Nah, for blokes like that you need to go heavier! ;-)


----------



## OTTO (Aug 22, 2010)

Interesting difference of opinions fellas.
Maybe if you keep hitting someone else' boat you should go fish the snags for a while.
Then after you have learnt to place your cast more carefully you can go back and fish the moorings with the knowlegde you are doing everything in your power NOT to hit someones boat.
I enjoy having my cast land exactly where i aimed, not 2 ft below.
I vote dont hit boats, thats my opinion.


----------



## justcrusin (Oct 1, 2006)

> id be pretty worried if their prop couldnt handle 4lb line , not that ive ever had my line around their prop.
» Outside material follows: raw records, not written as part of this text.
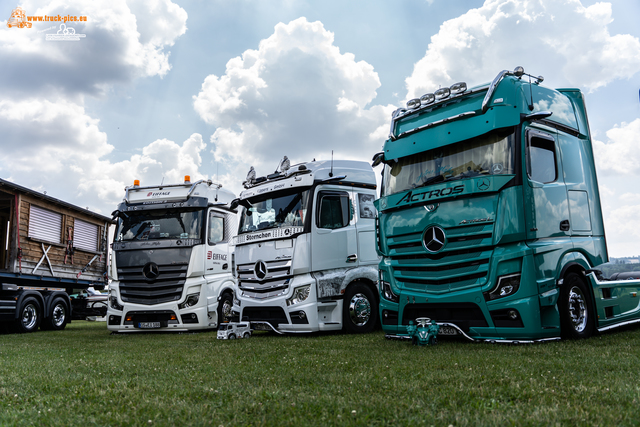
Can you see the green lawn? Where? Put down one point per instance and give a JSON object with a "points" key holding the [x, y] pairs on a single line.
{"points": [[85, 376]]}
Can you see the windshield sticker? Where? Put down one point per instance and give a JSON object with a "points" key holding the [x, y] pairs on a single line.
{"points": [[269, 234]]}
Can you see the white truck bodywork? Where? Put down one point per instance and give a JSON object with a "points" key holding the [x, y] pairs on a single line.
{"points": [[171, 266], [308, 263]]}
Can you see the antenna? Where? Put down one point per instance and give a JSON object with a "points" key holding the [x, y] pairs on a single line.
{"points": [[530, 95], [331, 173]]}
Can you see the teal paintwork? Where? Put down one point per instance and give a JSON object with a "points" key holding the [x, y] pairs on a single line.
{"points": [[509, 240]]}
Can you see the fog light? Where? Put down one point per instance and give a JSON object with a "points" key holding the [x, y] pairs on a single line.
{"points": [[299, 295], [412, 104], [507, 285], [192, 299]]}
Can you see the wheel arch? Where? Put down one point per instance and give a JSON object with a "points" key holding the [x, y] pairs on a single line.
{"points": [[48, 302], [26, 294], [579, 264]]}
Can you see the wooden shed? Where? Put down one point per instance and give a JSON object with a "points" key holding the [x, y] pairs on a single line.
{"points": [[57, 241]]}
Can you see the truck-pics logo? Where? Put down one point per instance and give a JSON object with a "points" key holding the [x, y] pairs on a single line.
{"points": [[18, 19]]}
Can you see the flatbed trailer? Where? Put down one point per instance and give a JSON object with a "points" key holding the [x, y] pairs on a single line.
{"points": [[49, 251]]}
Not sure about inboards but outboards the line wraps tightly in between the prop and the shaft and can degrade the bearings allowing water entry and eventually stuffing the gear box.

Cheers Dave


----------



## eagle4031 (Jan 29, 2010)

justcrusin said:


> > id be pretty worried if their prop couldnt handle 4lb line , not that ive ever had my line around their prop.
> 
> 
> Not sure about inboards but outboards the line wraps tightly in between the prop and the shaft and can degrade the bearings allowing water entry and eventually stuffing the gear box.
> ...


so thats how we solve the boat problem---- right :?


----------



## Dan85 (Oct 27, 2009)

I dont know about others but id be pretty upset if a kid was purposely throwing stones at my 100k+ plus car parked in a public car park. I wouldnt however be to cranky with them if it was parked in said car park and they were playng about as kids do and an accident happened. Ive fished a bit around moored boats and theres no need to hit them deliberatly on the other side accidents happen. im sure we could minimise or eliminate any possible damage by an accidentle hit by using resin heads or hidden weights with in the plastic. I dont think its right to go and purposly hit someone elses property with complete disregard for them whether or not you do any damage. If i owned a liveaboard and heard a clack and went up to find someone casting at my boat a simple please stop that im sure would see an end to the situation and if it doesnt im sure boats have flare guns dont they :lol: to cut a long story short even in a public use area we should respect others property regardless of who they are and what they are in/on/around.


----------



## keza (Mar 6, 2007)

It's of no benefit to hit the side of the boats and if it was mine I would prefer you didn't hit it but would have no problems with people fishing under it.
There may not be a law against it but then I would prefer boats cut me some slack with their wash when they go past so I guess it is just a matter of respecting other peoples property and space.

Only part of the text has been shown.